Esa fue la pregunta que respondió el élder Quentin L. Cook, del Cuórum de los Doce Apóstoles, durante una transmisión mundial dirigida a los estudiantes de BYU–Pathway Worldwide el 31 de julio.
El apóstol reconoció que adquirir conocimientos y habilidades profesionales es importante, pero recordó que para enfrentar un mundo cada vez más competitivo nuestro crecimiento espiritual no puede quedar en segundo plano, nunca debería desplazar nuestra relación con Jesucristo.
«El desafío consiste en encontrar tiempo para el crecimiento espiritual mientras se adquieren los conocimientos y las habilidades necesarios para tener éxito en un mundo altamente competitivo».

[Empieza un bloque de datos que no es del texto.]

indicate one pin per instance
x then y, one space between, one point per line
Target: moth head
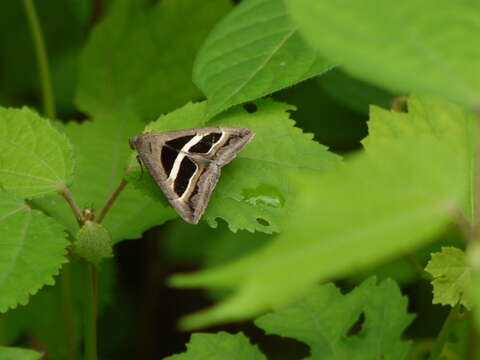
133 142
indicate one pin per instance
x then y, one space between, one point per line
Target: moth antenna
141 166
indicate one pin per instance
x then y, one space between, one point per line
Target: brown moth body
186 164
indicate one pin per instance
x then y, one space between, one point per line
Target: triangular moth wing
186 164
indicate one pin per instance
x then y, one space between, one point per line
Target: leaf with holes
33 249
451 277
10 353
409 45
328 334
219 346
404 192
254 51
154 49
254 191
35 159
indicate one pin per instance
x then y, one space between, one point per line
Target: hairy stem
68 310
444 334
108 204
65 192
476 206
90 322
42 59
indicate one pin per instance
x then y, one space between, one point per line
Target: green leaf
421 46
93 243
451 277
254 192
219 346
315 111
35 159
376 207
328 332
33 249
154 48
102 147
356 94
448 122
55 315
218 246
254 51
9 353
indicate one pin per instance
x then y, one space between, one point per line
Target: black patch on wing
179 142
207 142
186 171
168 157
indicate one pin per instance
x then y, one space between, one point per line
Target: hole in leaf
250 107
263 222
357 326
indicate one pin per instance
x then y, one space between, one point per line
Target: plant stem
42 59
476 206
108 204
444 334
67 308
65 192
90 312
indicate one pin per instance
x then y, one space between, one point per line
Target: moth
186 164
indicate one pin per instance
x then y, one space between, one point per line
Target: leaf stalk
444 333
90 334
108 204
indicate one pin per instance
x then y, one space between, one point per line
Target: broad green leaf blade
35 159
376 207
451 277
219 346
143 56
254 192
327 331
33 249
254 51
10 353
102 147
421 46
218 246
356 94
448 122
44 317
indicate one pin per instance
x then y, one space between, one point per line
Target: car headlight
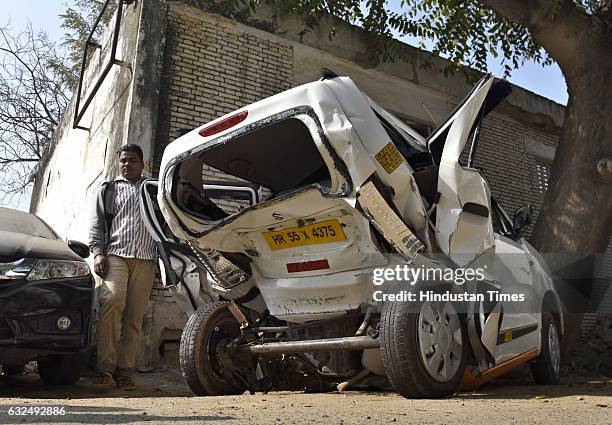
53 269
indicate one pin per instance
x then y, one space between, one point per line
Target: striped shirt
129 238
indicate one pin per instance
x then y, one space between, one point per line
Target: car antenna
429 113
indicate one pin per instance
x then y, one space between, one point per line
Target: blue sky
43 15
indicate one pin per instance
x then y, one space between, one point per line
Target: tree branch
558 25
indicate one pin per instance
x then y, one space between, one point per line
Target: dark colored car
46 299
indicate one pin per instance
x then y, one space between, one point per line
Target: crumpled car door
464 228
182 273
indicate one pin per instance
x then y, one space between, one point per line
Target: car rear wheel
546 369
424 349
60 369
13 369
206 365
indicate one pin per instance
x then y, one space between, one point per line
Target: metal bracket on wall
79 111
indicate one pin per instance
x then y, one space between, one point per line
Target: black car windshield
27 224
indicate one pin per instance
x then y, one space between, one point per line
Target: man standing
125 255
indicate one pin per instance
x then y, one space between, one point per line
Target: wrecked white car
303 272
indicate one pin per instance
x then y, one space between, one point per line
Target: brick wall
516 177
211 68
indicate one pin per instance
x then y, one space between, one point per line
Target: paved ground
162 398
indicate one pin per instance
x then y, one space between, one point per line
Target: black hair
131 148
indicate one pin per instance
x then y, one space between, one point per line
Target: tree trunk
575 222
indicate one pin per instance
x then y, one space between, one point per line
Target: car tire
60 369
201 346
546 368
13 369
424 356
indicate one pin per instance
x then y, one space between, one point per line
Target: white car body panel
341 118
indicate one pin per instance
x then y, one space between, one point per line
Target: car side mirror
79 248
522 217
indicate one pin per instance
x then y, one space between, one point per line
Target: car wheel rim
554 348
440 340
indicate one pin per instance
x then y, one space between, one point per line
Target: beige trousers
124 298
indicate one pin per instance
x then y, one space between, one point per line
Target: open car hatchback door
464 227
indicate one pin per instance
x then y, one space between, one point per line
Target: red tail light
307 266
224 124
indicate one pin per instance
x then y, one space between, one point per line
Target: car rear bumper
29 313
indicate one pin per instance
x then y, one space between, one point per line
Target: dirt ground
162 398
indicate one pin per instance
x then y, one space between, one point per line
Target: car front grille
46 324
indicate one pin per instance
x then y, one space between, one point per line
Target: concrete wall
123 111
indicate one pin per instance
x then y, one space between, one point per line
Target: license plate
323 232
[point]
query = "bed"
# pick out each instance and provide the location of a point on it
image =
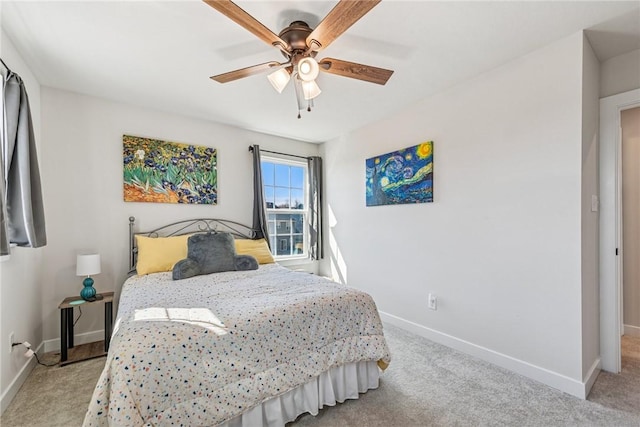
(234, 348)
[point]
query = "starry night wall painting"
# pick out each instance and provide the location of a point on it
(400, 177)
(169, 172)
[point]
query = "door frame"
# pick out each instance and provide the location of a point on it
(611, 226)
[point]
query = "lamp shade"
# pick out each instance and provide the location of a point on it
(279, 79)
(310, 89)
(87, 265)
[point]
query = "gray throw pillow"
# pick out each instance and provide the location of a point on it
(206, 254)
(185, 268)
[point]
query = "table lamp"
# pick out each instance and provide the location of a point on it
(88, 265)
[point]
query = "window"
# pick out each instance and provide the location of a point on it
(285, 193)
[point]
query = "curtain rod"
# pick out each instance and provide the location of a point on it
(276, 152)
(5, 66)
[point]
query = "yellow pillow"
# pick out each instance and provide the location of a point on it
(157, 254)
(256, 248)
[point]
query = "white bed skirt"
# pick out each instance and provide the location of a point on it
(335, 385)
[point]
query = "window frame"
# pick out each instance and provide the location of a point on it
(305, 212)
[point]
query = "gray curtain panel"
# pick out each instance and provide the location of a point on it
(316, 250)
(259, 214)
(22, 199)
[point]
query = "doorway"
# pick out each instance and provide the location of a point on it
(630, 128)
(611, 227)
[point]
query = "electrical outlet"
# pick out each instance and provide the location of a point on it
(433, 302)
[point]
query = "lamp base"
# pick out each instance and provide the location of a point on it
(88, 293)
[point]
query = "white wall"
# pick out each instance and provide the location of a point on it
(82, 174)
(620, 74)
(21, 272)
(501, 244)
(590, 242)
(630, 121)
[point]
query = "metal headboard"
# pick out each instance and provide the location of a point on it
(189, 226)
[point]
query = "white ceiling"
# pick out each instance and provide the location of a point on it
(160, 54)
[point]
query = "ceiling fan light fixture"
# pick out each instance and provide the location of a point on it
(308, 69)
(310, 90)
(279, 79)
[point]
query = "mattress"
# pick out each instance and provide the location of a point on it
(208, 349)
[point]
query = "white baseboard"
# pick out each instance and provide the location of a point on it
(633, 331)
(14, 387)
(553, 379)
(591, 376)
(84, 338)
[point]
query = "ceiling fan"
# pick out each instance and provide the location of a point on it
(300, 44)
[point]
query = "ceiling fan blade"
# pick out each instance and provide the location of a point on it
(242, 18)
(355, 70)
(341, 17)
(245, 72)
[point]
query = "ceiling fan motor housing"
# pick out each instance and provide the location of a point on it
(296, 36)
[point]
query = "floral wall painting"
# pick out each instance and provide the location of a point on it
(403, 176)
(169, 172)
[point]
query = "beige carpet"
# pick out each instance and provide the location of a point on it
(426, 385)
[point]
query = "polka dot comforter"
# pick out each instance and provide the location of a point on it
(200, 351)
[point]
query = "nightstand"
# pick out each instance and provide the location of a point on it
(89, 351)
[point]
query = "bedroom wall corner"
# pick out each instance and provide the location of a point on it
(620, 74)
(590, 218)
(84, 190)
(21, 272)
(501, 245)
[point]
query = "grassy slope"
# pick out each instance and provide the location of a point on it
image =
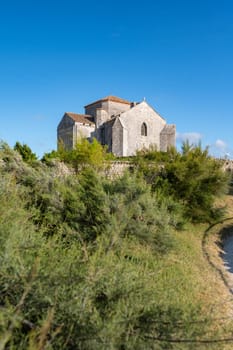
(194, 273)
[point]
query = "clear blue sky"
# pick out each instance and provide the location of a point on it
(57, 56)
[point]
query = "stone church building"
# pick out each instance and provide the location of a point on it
(123, 126)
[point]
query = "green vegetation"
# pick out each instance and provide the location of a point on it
(93, 263)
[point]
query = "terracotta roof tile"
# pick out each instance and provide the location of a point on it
(110, 98)
(81, 118)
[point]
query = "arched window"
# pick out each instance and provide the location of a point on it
(144, 129)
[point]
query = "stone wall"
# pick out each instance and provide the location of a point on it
(132, 121)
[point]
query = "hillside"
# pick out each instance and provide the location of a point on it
(93, 263)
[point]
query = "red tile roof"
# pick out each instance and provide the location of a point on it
(81, 118)
(110, 98)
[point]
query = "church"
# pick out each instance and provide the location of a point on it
(123, 126)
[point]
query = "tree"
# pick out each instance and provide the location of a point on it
(192, 178)
(25, 151)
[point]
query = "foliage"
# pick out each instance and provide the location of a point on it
(192, 178)
(85, 154)
(91, 263)
(25, 151)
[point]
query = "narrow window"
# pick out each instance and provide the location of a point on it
(144, 129)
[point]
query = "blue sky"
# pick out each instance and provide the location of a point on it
(58, 56)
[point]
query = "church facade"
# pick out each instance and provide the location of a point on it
(123, 126)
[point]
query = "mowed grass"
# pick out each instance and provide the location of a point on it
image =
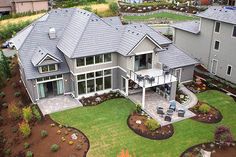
(163, 15)
(106, 127)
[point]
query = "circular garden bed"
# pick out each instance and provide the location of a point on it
(206, 113)
(139, 124)
(216, 151)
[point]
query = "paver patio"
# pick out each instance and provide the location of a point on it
(152, 100)
(58, 103)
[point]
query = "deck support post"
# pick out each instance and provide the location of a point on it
(143, 98)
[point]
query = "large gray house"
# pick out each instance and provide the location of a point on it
(75, 52)
(212, 40)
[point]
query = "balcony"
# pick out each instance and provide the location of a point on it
(152, 77)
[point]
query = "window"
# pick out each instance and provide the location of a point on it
(107, 57)
(107, 81)
(90, 86)
(81, 77)
(89, 60)
(80, 62)
(81, 87)
(99, 84)
(98, 59)
(217, 27)
(217, 45)
(234, 31)
(229, 70)
(52, 67)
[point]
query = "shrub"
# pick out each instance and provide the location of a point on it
(54, 147)
(223, 135)
(138, 108)
(36, 113)
(113, 7)
(26, 145)
(17, 94)
(27, 113)
(204, 108)
(14, 111)
(24, 128)
(2, 94)
(43, 133)
(151, 124)
(29, 154)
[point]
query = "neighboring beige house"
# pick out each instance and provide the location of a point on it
(20, 6)
(212, 40)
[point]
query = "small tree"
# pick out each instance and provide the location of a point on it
(14, 111)
(4, 62)
(113, 7)
(223, 136)
(27, 113)
(24, 128)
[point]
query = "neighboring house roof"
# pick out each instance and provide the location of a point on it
(40, 54)
(174, 57)
(79, 33)
(220, 13)
(189, 26)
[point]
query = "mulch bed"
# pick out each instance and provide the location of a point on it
(194, 151)
(97, 99)
(161, 133)
(11, 139)
(214, 116)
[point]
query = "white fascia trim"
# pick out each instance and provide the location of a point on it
(146, 36)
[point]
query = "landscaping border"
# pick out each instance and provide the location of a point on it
(147, 135)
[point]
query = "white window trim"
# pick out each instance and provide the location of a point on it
(214, 45)
(227, 70)
(234, 26)
(180, 74)
(95, 64)
(215, 27)
(216, 66)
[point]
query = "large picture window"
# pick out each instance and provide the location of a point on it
(94, 81)
(91, 60)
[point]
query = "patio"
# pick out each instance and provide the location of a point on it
(154, 100)
(58, 103)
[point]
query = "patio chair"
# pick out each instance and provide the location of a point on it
(181, 113)
(160, 110)
(172, 105)
(167, 118)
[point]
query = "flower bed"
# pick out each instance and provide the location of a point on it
(97, 99)
(206, 113)
(136, 122)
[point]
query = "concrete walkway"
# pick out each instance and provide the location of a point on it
(192, 97)
(57, 103)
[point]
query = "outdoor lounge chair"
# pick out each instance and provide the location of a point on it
(181, 113)
(160, 110)
(172, 105)
(167, 118)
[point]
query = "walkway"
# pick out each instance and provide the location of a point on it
(57, 103)
(152, 100)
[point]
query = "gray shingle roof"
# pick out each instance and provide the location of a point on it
(189, 26)
(220, 13)
(40, 53)
(174, 57)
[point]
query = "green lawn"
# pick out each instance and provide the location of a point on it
(168, 16)
(108, 133)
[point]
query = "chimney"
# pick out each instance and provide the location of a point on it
(52, 33)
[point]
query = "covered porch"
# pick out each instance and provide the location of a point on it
(153, 100)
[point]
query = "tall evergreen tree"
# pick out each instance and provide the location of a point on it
(5, 67)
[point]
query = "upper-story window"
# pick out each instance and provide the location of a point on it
(91, 60)
(217, 27)
(48, 68)
(234, 31)
(217, 45)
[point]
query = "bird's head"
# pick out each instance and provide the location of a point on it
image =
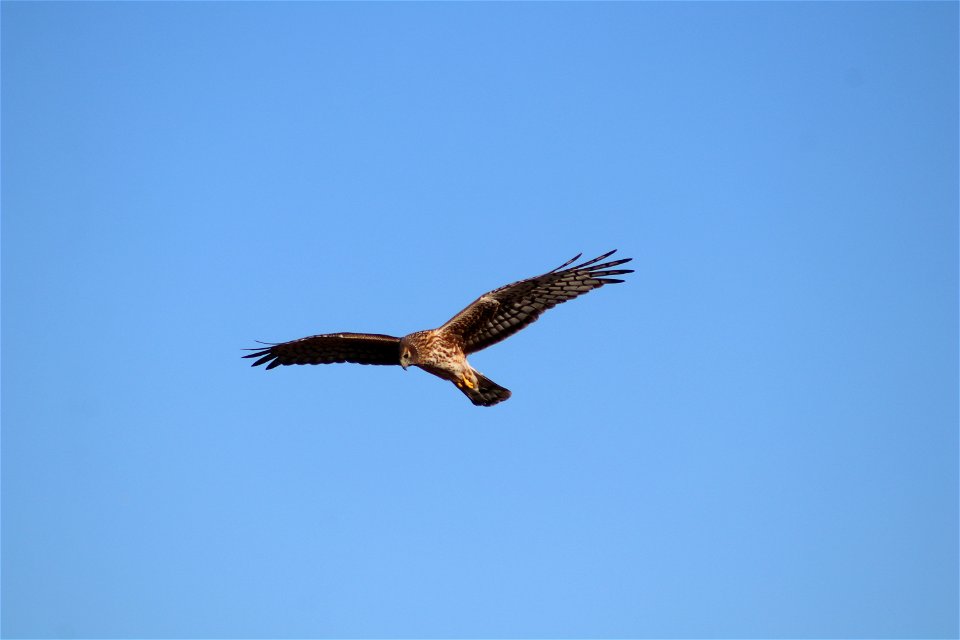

También advirtió que la fe no puede ocupar un lugar central en nuestra vida si todos nuestros esfuerzos se concentran únicamente en el éxito profesional, el dinero o el desarrollo de habilidades.
«No podemos esperar que la fe sea el centro de nuestra vida si dedicamos todos nuestros esfuerzos a desarrollar habilidades, adquirir conocimientos, ganar dinero u otras actividades».
Con ese propósito, el élder Cook compartió tres principios esenciales para fortalecer la fe al enfrentar los desafíos de la vida.
1. Las decisiones moldean nuestro futuro

El primer principio fue un recordatorio sobre el poder de las decisiones. El élder Cook explicó que muchas personas, especialmente los jóvenes adultos, viven una etapa marcada por decisiones que influirán en el resto de su vida.
«Comprendan que verdaderamente hay oposición en todas las cosas. Las decisiones que tomen son fundamentales. Serán la clave de su futuro y de su felicidad. Recuerden que ustedes son la suma total de cada una de las decisiones que toman».
El apóstol invitó a evitar las racionalizaciones y las distracciones cuando sea necesario tomar decisiones importantes.
Además, recordó que, gracias al Evangelio restaurado, sabemos que somos responsables de nuestras acciones y que finalmente responderemos ante Jesucristo.
«Permítanme ser muy claro: las decisiones que tomen son fundamentales».
2. Evitar todo aquello que limite nuestra libertad

El segundo principio fue mantenerse alejados de aquello que conduce al cautiverio. El élder Cook enseñó que las adicciones y cualquier conducta que limite el albedrío o contradiga los principios del Evangelio terminan robando la libertad espiritual.
«El impacto de las drogas y el alcohol, la inmoralidad, la pornografía, los juegos de azar, la subyugación financiera y otras aflicciones imponen sobre quienes viven en cautiverio y sobre la sociedad una carga de tal magnitud que es casi imposible cuantificarla«.
También señaló que existen hábitos que, aunque no sean malos por sí mismos, pueden consumir tiempo y energía que podrían dedicarse a propósitos más elevados.
Entre ellos mencionó el uso excesivo de las redes sociales, los videojuegos y otras formas de entretenimiento digital.
Asimismo, advirtió sobre el riesgo de reemplazar las verdades del Evangelio por ideas populares o tendencias culturales.
«Si no tenemos cuidado, podemos dejarnos atrapar por esas tendencias y caer en un cautiverio intelectual».
3. Confiar plenamente en la expiación de Jesucristo

El tercer principio fue vivir de tal manera que la expiación de Jesucristo pueda actuar plenamente en nuestra vida. El élder Cook enseñó que justificar los errores nunca traerá paz, mientras que el arrepentimiento sincero abre el camino para recibir la misericordia del Salvador.
«Vivan de tal manera que la expiación de Jesucristo pueda obrar eficazmente en su vida».
Recordó las palabras del Señor: «Aprende de mí y escucha mis palabras; camina en la mansedumbre de mi Espíritu, y en mí tendrás paz» (Doctrina y Convenios 19:23).
Luego añadió:
«Este es el camino que querrán seguir».

Finalmente, testificó del poder redentor de Jesucristo y de Su expiación.
«Sin Su expiación, el principio eterno de la justicia exigiría el castigo. Gracias a la expiación del Salvador, la misericordia puede prevalecer para quienes se hayan arrepentido y permitirles regresar a la presencia de Dios».
Al concluir su mensaje, el élder Cook invitó a los estudiantes a reflexionar con espíritu de oración sobre las decisiones que tienen por delante y reafirmó su testimonio de Jesucristo.
«Deseo que consideren con espíritu de oración las importantes decisiones que tienen por delante».